Rumiko Takahashi… di nuovo? Sì. Perché la “principessa dei manga”, come la chiamano i Giapponesi, non è solo la maestra della commedia sentimentale fantascientifica o fantasy, come dimostrano Ranma, Lamù e Inuyasha. Rumiko è anche, e soprattutto, una vera antropologa del quotidiano, capace di svelare le pulsioni sotterranee che muovono i giovani giapponesi, squarciando con ironia sottile quella patina invisibile ma rigida che le nasconde. Nell’86 la celebre mangaka propone una storia in cui la quotidianità e l’ambiente scolastico sono al centro della narrazione: Maison Ikkoku (Cara dolce Kyoko), traducibile come “la casa dell’attimo fuggente”.

Alla base di Maison Ikkoku è la vita quotidiana di un gruppo di personaggi che vivono in un edificio di mini stanze e di spazi da gestire in comune, un tipo di abitazione molto diffuso in Giappone negli anni Settanta. Ognuno dei protagonisti rispecchia un particolare gruppo sociale e l’interesse della serie sta proprio nella difficile convivenza di culture e stili di vita diversi: Kyoko è una giovane vedova che, in una società in cui la donna è ancora profondamente discriminata, cerca di affermare la propria indipendenza dal mondo maschile; Godai è un “ronin” cioè uno studente che, una volta finito il liceo, passa un anno a studiare per il difficile esame di ammissione all’università; Yotsuya è il tipico impiegato giapponese che vive socialmente alienato.

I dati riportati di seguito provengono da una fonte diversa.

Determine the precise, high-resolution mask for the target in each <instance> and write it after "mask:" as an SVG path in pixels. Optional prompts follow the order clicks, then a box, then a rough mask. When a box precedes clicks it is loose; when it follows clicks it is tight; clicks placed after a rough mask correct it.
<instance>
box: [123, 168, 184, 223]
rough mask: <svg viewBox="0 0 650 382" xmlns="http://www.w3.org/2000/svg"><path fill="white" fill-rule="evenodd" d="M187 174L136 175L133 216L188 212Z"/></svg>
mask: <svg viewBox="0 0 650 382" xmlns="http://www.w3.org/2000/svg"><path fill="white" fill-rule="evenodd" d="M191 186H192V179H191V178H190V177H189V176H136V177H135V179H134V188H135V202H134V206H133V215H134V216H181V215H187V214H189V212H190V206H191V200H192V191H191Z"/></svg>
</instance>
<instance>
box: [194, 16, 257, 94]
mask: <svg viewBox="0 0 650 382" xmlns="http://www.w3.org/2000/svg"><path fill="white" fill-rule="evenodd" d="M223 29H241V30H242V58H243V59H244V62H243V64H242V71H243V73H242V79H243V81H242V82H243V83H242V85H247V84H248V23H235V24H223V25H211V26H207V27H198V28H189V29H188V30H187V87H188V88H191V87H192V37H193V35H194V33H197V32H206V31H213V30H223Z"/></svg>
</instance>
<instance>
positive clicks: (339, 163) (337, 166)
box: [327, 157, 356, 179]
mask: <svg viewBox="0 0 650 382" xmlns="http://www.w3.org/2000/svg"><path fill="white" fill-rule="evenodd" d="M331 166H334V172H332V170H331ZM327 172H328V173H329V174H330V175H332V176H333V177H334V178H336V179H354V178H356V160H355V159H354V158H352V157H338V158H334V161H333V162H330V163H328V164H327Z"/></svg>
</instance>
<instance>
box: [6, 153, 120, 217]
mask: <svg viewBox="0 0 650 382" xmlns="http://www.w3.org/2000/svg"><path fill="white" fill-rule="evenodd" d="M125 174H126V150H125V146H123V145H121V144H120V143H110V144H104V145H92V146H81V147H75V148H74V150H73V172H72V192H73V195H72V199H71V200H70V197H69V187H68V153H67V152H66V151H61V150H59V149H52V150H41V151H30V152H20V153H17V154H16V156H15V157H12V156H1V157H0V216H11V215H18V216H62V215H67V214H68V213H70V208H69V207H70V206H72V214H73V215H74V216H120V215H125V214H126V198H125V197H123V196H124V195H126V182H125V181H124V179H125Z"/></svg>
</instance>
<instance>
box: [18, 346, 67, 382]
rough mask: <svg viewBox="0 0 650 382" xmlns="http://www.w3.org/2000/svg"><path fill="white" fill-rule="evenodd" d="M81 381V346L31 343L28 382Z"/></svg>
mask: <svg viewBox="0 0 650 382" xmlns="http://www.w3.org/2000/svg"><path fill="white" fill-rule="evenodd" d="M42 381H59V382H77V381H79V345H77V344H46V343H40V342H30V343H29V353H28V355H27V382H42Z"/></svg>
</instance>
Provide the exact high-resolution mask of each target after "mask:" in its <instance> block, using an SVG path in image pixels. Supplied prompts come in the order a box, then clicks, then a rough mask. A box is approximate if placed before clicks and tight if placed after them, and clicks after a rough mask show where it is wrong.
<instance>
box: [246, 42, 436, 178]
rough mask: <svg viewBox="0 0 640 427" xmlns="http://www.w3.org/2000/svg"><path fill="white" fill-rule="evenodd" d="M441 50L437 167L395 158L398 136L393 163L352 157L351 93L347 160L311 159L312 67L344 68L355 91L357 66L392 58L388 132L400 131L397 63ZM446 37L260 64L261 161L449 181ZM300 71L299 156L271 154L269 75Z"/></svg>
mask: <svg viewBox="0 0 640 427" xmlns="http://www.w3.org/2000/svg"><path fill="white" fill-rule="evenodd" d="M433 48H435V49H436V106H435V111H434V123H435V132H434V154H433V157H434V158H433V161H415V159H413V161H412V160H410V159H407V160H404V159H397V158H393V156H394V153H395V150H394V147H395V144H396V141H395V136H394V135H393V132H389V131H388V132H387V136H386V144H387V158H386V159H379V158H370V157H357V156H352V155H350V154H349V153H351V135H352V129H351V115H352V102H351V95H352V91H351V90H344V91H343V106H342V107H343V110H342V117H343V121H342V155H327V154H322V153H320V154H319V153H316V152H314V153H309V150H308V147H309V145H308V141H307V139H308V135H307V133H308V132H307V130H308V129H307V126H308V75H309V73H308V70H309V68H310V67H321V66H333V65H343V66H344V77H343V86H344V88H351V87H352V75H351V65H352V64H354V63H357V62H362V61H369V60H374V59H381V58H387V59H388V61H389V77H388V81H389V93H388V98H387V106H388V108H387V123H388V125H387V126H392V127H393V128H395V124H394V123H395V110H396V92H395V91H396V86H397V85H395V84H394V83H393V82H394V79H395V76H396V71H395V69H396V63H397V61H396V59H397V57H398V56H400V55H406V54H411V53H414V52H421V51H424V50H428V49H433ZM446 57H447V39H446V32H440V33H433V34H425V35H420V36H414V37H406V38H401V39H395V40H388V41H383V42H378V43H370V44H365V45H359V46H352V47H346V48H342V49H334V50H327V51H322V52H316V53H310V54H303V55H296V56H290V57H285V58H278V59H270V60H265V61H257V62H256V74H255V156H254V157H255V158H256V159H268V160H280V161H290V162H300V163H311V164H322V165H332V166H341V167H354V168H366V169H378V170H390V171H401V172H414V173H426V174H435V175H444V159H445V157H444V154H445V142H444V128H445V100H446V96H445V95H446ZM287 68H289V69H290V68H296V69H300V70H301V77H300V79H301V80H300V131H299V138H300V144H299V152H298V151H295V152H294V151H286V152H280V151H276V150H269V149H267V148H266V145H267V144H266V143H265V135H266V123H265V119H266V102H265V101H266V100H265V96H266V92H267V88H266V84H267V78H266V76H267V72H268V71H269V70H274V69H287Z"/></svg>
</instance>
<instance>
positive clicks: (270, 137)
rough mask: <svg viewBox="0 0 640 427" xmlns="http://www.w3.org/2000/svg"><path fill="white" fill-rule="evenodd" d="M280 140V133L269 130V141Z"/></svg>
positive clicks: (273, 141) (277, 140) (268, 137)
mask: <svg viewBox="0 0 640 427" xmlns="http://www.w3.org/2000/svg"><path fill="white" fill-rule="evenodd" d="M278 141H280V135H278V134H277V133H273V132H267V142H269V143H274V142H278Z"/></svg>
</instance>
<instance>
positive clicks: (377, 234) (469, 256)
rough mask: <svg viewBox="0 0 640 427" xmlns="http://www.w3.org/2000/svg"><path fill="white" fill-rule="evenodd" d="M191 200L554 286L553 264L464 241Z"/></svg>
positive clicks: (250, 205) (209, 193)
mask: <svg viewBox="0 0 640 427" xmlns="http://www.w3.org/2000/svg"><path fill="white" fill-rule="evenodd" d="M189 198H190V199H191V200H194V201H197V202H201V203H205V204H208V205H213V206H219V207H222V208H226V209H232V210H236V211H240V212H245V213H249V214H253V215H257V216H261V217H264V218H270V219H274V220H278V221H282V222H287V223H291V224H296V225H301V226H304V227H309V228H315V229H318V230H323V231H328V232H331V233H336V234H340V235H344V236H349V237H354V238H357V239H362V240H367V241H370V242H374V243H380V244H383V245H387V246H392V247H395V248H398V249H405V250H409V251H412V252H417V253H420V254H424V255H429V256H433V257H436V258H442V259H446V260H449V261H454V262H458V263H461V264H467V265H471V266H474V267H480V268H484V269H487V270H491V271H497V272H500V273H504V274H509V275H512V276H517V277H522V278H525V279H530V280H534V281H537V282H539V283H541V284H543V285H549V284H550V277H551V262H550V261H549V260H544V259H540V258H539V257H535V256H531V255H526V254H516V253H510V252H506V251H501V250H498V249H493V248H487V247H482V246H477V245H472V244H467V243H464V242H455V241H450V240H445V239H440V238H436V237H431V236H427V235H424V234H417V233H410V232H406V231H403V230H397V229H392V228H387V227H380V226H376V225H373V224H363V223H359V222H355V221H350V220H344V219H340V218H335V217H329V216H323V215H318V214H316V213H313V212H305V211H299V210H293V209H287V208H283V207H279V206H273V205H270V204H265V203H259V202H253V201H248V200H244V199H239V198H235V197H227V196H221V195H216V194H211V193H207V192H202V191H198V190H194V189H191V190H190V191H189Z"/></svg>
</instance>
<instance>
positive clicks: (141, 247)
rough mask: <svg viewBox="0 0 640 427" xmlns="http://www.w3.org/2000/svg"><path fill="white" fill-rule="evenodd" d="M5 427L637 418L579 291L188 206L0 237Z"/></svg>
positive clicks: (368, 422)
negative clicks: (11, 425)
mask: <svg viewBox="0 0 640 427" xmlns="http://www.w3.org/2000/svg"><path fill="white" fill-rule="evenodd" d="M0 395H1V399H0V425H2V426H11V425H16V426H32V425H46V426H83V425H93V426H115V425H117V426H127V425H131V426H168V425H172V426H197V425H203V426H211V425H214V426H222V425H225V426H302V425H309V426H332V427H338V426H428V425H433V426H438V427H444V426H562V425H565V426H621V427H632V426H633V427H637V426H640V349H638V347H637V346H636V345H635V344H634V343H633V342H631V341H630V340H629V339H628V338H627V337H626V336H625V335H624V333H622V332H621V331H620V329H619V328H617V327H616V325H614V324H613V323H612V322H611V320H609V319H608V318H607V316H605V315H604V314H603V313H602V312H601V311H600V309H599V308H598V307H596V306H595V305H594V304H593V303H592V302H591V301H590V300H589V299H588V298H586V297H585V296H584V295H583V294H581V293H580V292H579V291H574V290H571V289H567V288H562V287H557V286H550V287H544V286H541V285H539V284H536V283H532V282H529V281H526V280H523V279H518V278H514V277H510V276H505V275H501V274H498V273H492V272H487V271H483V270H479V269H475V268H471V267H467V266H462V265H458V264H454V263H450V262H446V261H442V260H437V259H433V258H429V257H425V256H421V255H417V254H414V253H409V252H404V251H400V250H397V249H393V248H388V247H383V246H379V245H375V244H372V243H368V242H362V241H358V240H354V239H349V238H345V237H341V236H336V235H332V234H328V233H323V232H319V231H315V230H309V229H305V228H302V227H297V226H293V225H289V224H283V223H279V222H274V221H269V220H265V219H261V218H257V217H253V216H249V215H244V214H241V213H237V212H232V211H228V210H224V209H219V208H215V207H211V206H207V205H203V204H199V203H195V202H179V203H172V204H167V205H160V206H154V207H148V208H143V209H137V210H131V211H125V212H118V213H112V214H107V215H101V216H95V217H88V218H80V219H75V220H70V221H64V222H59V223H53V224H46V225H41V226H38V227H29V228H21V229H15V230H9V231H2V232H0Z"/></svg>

Maison Ikkoku si rivela anche un formidabile specchio delle difficoltà relazionali sperimentate dal giapponese medio. Il lavoro dai ritmi serrati e logoranti, la scarsa considerazione posta nella donna, i matrimoni combinati, i vincoli dovuti al rango sociale, le convenzioni millenarie sono tutti ostacoli che impediscono al giovane giapponese di crearsi una vita sentimentale: Maison Ikkoku sottolinea e riprende tutti questi aspetti, presentando storie d’amore travagliate, giocate sull’indecisione delle parti, sull’incapacità di dichiararsi e sulla difficoltà di trovare spazio per i sentimenti in una società che chiede all’individuo una dedizione assoluta per il suo lavoro. La storia creata da Rumiko Takahashi è profondamente legata al substrato culturale e sociale giapponese e risulta tanto più intensa e realistica perché mostra i personaggi calati nelle loro realtà lavorative e sociali.

Di fatto Maison Ikkoku potrebbe essere letta anche come la storia del difficile inserimento del giovane giapponese medio nella realtà lavorativa del suo Paese: Godai è costretto a sperimentare in prima persona la spietata selettività del sistema scolastico giapponese e deve scendere a compromessi con se stesso e con la propria etica per potersi mantenere.

La più grande sfida per i protagonisti non è più combattere contro alieni minacciosi o spiriti demoniaci, ma riuscire ad inserirsi nella moderna società giapponese senza rinunciare a se stessi e ai propri sentimenti.